Oh Playlist, My Playlist

I am in the process of creating the most difficult playlist of any I have ever attempted. It is difficult because it is so huge.

My new Nissan Juke has a USB port to which you can attach an iPod, iPad, or iPhone, or in my case, a USB jump drive. I had a couple of 8GB drives sitting around, but I thought hey, why not get a great big one and have pretty much my entire library in the car with me? Looking at my iTunes library, however, I see that I have just short of 8000 songs, many of which I own because I never bothered to throw them away, or I wanted to keep them but never really listen to them.

Thus, the rub. I am now looking through 7888 songs and deciding what I want in the car, and how I want it organized. Artists that I have solidly liked for a long time, everything from Third Eye Blind to Led Zeppelin, are easy, since I have long established an “Artists I Like” folder. It’s the “Odds and Ends” playlist that’s taking days.

The technology that makes this possible went from amazing to holy crap amazing recently with the introduction of very, very tiny jump drives of huge capacity. Mine is the 32GB SanDisk Cruiser Fit, the body of which is almost entirely the USB connector port itself. 32GB is approximately eight times the capacity of my first computer at my office, a PowerMac G3 with a 4GB hard drive and 256MB of memory. I also read somewhere that a modern smart phone has more computing power than the entire Apollo space program.

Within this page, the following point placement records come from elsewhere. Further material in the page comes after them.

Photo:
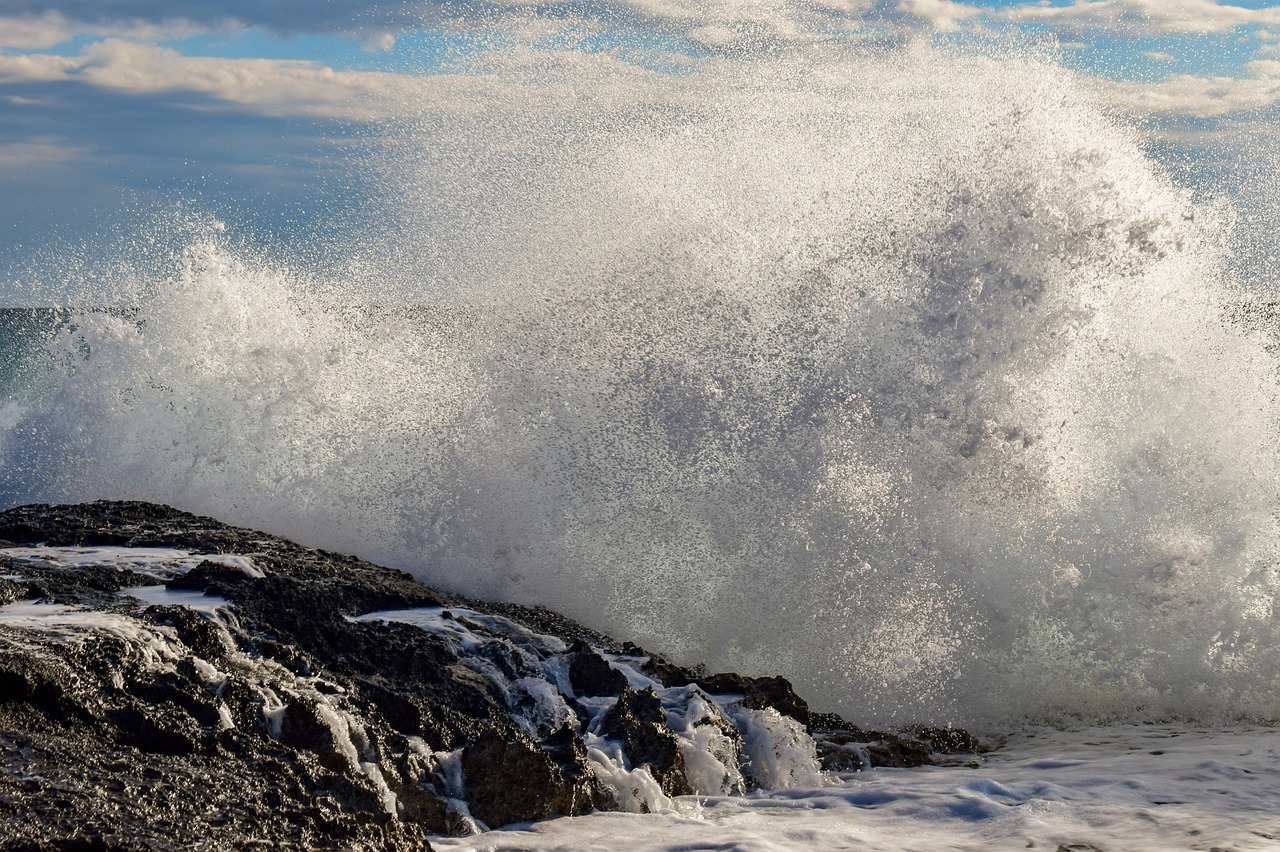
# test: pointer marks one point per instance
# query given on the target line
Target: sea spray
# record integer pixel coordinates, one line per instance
(908, 376)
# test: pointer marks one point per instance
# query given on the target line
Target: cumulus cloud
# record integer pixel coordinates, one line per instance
(370, 22)
(1143, 17)
(265, 86)
(1198, 97)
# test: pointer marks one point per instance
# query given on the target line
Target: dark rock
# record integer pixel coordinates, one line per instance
(287, 723)
(511, 779)
(590, 674)
(639, 720)
(12, 591)
(947, 741)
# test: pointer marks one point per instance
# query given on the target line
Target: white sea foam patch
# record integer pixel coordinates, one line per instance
(160, 563)
(905, 375)
(156, 563)
(1144, 789)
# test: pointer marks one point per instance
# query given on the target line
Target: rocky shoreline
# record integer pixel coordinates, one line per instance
(170, 682)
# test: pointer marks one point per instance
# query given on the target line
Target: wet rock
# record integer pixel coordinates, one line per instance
(288, 722)
(639, 720)
(590, 674)
(512, 779)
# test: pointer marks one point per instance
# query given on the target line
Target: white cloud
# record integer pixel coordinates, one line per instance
(31, 32)
(266, 86)
(35, 68)
(1200, 97)
(1143, 17)
(36, 154)
(36, 32)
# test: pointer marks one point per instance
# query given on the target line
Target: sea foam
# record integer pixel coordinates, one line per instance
(906, 375)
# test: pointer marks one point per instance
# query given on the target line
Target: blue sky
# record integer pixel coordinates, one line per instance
(256, 110)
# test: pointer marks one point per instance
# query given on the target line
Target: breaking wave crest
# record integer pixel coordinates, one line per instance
(908, 376)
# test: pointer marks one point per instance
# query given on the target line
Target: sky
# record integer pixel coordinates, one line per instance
(260, 111)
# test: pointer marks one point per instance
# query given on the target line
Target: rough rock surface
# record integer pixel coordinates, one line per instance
(274, 715)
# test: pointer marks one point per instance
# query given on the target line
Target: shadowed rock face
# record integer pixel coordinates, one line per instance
(302, 699)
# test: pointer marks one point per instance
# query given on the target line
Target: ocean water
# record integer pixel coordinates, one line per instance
(909, 374)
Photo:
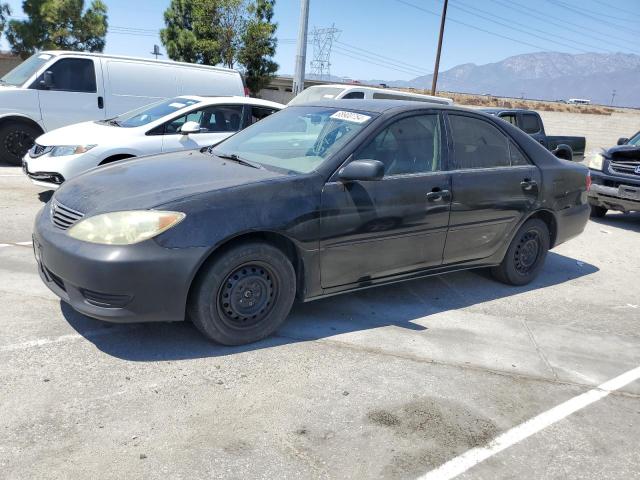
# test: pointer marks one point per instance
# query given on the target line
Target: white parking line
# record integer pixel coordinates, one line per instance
(471, 458)
(66, 338)
(16, 244)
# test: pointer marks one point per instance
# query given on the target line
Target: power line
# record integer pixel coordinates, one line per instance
(527, 10)
(545, 32)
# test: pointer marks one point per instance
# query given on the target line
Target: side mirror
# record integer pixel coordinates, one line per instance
(564, 152)
(190, 127)
(364, 170)
(47, 80)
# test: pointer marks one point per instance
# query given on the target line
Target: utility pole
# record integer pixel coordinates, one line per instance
(301, 55)
(156, 51)
(437, 66)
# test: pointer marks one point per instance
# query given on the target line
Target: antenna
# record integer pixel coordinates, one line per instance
(323, 39)
(156, 51)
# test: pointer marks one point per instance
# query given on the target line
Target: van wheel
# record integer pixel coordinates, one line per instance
(16, 138)
(526, 254)
(244, 295)
(598, 212)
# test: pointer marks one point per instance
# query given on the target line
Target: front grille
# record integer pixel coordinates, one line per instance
(626, 167)
(64, 217)
(38, 150)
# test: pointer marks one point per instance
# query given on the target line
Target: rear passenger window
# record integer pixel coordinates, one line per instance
(478, 144)
(517, 157)
(258, 113)
(530, 123)
(73, 75)
(352, 95)
(410, 145)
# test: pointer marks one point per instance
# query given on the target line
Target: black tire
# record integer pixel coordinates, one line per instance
(16, 138)
(598, 211)
(526, 254)
(244, 294)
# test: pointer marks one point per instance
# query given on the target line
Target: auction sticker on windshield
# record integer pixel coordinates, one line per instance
(350, 117)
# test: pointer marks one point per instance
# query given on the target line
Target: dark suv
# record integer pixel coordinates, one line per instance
(615, 174)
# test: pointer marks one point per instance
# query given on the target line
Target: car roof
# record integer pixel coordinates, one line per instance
(233, 99)
(381, 106)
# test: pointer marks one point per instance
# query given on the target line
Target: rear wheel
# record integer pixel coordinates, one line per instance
(16, 139)
(526, 254)
(244, 295)
(598, 211)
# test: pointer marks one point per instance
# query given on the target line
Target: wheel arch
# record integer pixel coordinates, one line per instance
(285, 244)
(20, 118)
(549, 218)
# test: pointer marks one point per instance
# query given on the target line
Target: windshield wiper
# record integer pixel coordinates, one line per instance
(239, 160)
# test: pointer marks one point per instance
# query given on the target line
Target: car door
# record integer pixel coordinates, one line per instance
(380, 228)
(217, 122)
(494, 185)
(75, 93)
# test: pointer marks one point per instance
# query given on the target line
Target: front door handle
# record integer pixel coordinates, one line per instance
(527, 184)
(437, 195)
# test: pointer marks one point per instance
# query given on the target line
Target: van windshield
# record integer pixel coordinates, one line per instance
(296, 139)
(314, 94)
(25, 70)
(150, 113)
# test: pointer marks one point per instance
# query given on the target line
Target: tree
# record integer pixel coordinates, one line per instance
(5, 12)
(59, 24)
(203, 31)
(259, 46)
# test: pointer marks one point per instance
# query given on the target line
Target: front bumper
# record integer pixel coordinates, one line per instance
(614, 192)
(135, 283)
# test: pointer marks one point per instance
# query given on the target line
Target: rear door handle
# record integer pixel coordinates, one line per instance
(528, 184)
(437, 194)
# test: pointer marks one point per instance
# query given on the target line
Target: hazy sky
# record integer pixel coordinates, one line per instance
(391, 39)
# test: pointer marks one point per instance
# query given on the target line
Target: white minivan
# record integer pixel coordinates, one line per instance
(348, 92)
(52, 89)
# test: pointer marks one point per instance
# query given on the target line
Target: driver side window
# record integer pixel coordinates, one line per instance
(408, 146)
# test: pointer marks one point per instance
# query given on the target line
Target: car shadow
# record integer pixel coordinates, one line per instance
(45, 196)
(628, 221)
(396, 305)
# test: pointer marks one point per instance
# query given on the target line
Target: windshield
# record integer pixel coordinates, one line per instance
(25, 70)
(296, 139)
(314, 94)
(149, 113)
(635, 140)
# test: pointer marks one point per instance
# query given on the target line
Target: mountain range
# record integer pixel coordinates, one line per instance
(544, 76)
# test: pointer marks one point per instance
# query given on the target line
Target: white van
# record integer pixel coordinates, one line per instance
(52, 89)
(337, 91)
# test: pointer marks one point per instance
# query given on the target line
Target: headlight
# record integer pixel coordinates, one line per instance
(595, 161)
(125, 228)
(64, 150)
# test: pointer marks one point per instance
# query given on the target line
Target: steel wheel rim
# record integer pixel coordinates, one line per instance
(18, 142)
(527, 252)
(247, 296)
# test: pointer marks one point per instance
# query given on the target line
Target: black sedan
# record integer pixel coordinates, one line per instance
(312, 201)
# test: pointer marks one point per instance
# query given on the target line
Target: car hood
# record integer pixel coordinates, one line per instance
(624, 151)
(86, 133)
(148, 182)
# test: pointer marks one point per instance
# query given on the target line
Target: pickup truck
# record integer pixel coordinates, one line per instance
(530, 122)
(615, 177)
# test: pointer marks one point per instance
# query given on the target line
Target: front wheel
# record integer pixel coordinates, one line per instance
(15, 141)
(526, 254)
(244, 295)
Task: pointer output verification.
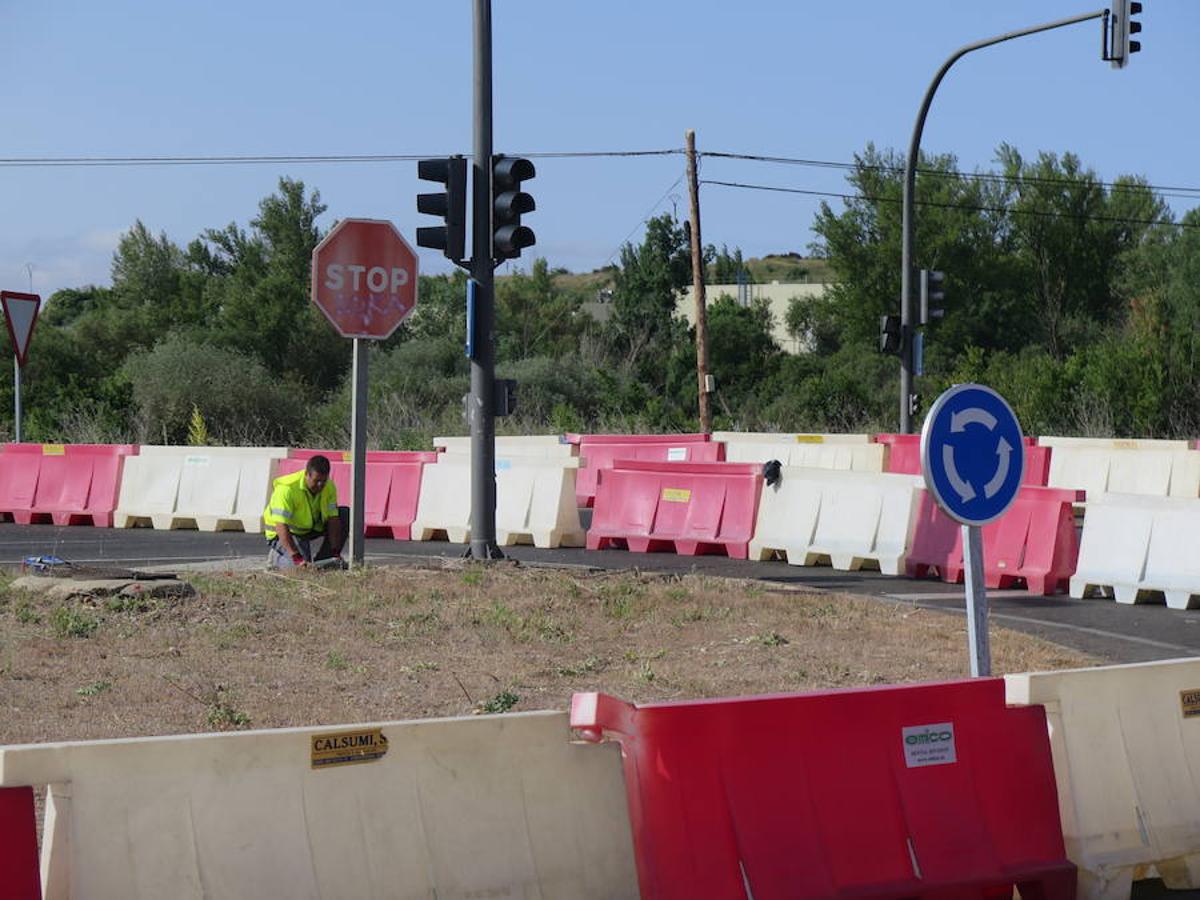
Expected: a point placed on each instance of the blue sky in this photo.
(775, 77)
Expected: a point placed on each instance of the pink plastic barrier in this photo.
(1033, 541)
(19, 879)
(600, 451)
(918, 792)
(393, 487)
(64, 484)
(904, 457)
(690, 508)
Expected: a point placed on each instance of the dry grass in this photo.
(267, 649)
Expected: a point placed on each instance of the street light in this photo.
(907, 300)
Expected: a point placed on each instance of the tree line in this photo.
(1078, 299)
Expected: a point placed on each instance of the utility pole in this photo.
(907, 299)
(481, 406)
(697, 286)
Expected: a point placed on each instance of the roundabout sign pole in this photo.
(972, 456)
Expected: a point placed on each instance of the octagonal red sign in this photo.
(364, 277)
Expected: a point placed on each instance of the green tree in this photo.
(534, 316)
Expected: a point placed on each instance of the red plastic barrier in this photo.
(601, 451)
(19, 879)
(64, 484)
(928, 791)
(393, 487)
(1033, 541)
(690, 508)
(904, 457)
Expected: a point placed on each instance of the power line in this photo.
(291, 159)
(1192, 193)
(1038, 214)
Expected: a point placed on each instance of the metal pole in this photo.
(359, 454)
(910, 180)
(481, 408)
(16, 397)
(697, 286)
(977, 601)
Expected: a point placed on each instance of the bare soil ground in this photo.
(267, 649)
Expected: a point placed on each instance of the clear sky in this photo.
(817, 81)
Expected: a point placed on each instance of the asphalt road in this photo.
(1103, 628)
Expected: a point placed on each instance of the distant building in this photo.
(775, 294)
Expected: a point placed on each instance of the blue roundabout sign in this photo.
(972, 454)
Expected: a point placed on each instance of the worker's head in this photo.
(316, 473)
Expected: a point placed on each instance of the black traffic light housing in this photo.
(889, 334)
(451, 204)
(509, 203)
(933, 294)
(1123, 30)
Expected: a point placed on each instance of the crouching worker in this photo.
(301, 510)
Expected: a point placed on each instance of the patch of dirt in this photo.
(268, 649)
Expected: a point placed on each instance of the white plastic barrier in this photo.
(480, 807)
(541, 445)
(1149, 472)
(1126, 744)
(1135, 547)
(841, 456)
(534, 502)
(1115, 443)
(847, 516)
(789, 437)
(211, 489)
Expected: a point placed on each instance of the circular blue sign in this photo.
(972, 454)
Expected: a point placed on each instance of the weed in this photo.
(771, 639)
(136, 604)
(27, 613)
(589, 666)
(420, 666)
(223, 714)
(501, 703)
(72, 623)
(94, 690)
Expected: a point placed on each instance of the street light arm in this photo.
(910, 180)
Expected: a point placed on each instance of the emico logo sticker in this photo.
(929, 744)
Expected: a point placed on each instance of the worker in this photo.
(304, 508)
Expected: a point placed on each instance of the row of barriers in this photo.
(825, 501)
(1056, 784)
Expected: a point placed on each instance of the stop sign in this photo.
(364, 277)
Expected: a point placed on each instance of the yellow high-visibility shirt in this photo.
(301, 511)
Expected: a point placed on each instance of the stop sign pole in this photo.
(364, 280)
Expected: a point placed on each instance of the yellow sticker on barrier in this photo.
(348, 748)
(1191, 703)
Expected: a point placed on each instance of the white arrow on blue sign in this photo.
(972, 454)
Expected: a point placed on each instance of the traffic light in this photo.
(931, 295)
(509, 203)
(889, 334)
(1123, 29)
(450, 204)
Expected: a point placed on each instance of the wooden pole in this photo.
(697, 285)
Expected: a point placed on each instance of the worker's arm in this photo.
(289, 546)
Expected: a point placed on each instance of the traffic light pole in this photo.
(481, 406)
(910, 183)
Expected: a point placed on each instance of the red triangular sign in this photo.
(21, 316)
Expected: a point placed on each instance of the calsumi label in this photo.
(929, 744)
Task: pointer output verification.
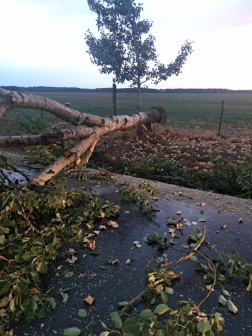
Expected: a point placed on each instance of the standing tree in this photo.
(124, 50)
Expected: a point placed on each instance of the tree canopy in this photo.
(125, 47)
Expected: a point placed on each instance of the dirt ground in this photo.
(195, 147)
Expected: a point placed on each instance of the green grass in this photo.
(184, 110)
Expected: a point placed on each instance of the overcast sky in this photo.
(42, 42)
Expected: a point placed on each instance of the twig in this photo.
(190, 254)
(145, 323)
(21, 173)
(165, 265)
(213, 269)
(32, 227)
(6, 177)
(9, 261)
(131, 302)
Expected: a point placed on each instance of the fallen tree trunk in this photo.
(86, 127)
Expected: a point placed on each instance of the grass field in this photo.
(184, 110)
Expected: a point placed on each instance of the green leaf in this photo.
(122, 304)
(52, 303)
(249, 288)
(12, 305)
(153, 300)
(131, 326)
(222, 300)
(169, 290)
(225, 292)
(232, 307)
(72, 332)
(42, 267)
(116, 319)
(145, 314)
(203, 325)
(82, 313)
(161, 309)
(104, 325)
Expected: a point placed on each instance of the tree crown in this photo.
(123, 47)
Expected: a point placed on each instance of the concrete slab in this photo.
(122, 282)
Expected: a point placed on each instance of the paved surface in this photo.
(123, 282)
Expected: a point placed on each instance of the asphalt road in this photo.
(122, 282)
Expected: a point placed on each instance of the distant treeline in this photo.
(126, 90)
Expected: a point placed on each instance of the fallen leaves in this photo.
(4, 302)
(89, 300)
(210, 288)
(113, 224)
(136, 243)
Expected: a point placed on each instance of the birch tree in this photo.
(87, 128)
(125, 47)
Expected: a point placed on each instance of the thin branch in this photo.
(213, 269)
(190, 254)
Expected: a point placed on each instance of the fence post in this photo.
(114, 99)
(222, 108)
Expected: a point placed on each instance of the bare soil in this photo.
(195, 148)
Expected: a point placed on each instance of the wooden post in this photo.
(114, 99)
(222, 108)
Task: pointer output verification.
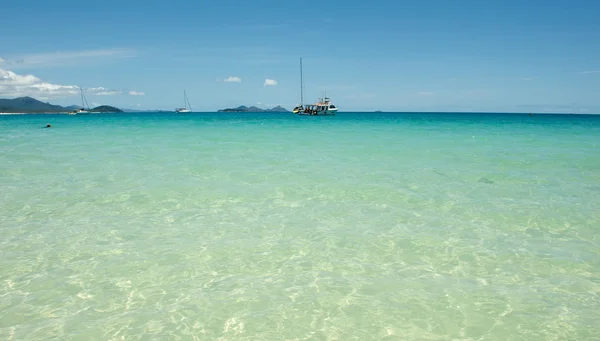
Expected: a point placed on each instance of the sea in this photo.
(268, 226)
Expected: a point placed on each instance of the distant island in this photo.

For comparison, here is an 8GB jump drive, the tiny 32GB jump drive, and a penny. Yes, the 32GB is so small it might be easy to lose, but I intend to keep it in the USB port in my car.
For comparison, here is an 8GB jump drive, the tiny 32GB jump drive, and a penny. Yes, the 32GB is so small it might be easy to lose, but I intend to keep it in the USB port in my car.

1 Comment

  1. Back in my Napster days, a large part of the fun was figuring out how to categorize my 500 or so downloads. I mostly did “box sets” dedicated to the various scoundrels of whom the music reminded me. Chuck had 9 (NINE) cds alone.